Geschäftsführung / Impulse

Rotes Kreuz: So retten Algorithmen Menschenleben

Mensch hilft Mensch: Das Rote Kreuz ist immer zu Stelle, wenn Hilfe benötigt wird. Mit einer neuen digitalen Agenda soll nun die Reaktionsfähigkeit in Krisenfällen weiter verbessert wird.
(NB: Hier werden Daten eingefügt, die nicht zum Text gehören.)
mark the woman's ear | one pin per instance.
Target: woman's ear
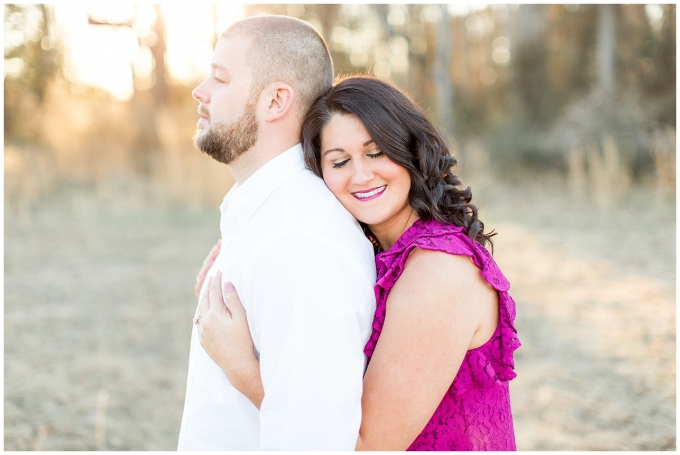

Seit mehr als 150 Jahren ist das Rote Kreuz ein Symbol der Menschlichkeit. Die Helfer sind stets bereit, auf Krisen und Katastrophen zu reagieren. Oft stehen Helfer vor der großen Herausforderung, Hilfsgüter, Sanitäter und Ärzte in betroffene Regionen zu bringen und dort die Kommunikation herzustellen und aufrechtzuerhalten.

Mission 2022

In einer digitalen Roadmap hat die Hilfsorganisation jetzt offengelegt, wie durch den sinnvollen Einsatz digitaler Technologien die Effizienz bis 2022 weiter verbessert werden soll. Die mehr als 18.000 Mitarbeiter des internationalen Roten Kreuzes sollen so schneller vor Ort sein und sich auf ihre Kernaufgaben konzentrieren.

Dieses Jahr hat das Rote Kreuz erstmals mit Charlotte Lindsey-Curtet, Director of Digital Transformation and Data, eine hauptverantwortliche Führungskraft mit der Umsetzung der sogenannten Digitalen Transformation ernannt. „Technologie wandelt das Verhalten und wie Menschen mit Konflikten umgehen und gibt uns die Chance, effektiver zu helfen“, erklärt sie.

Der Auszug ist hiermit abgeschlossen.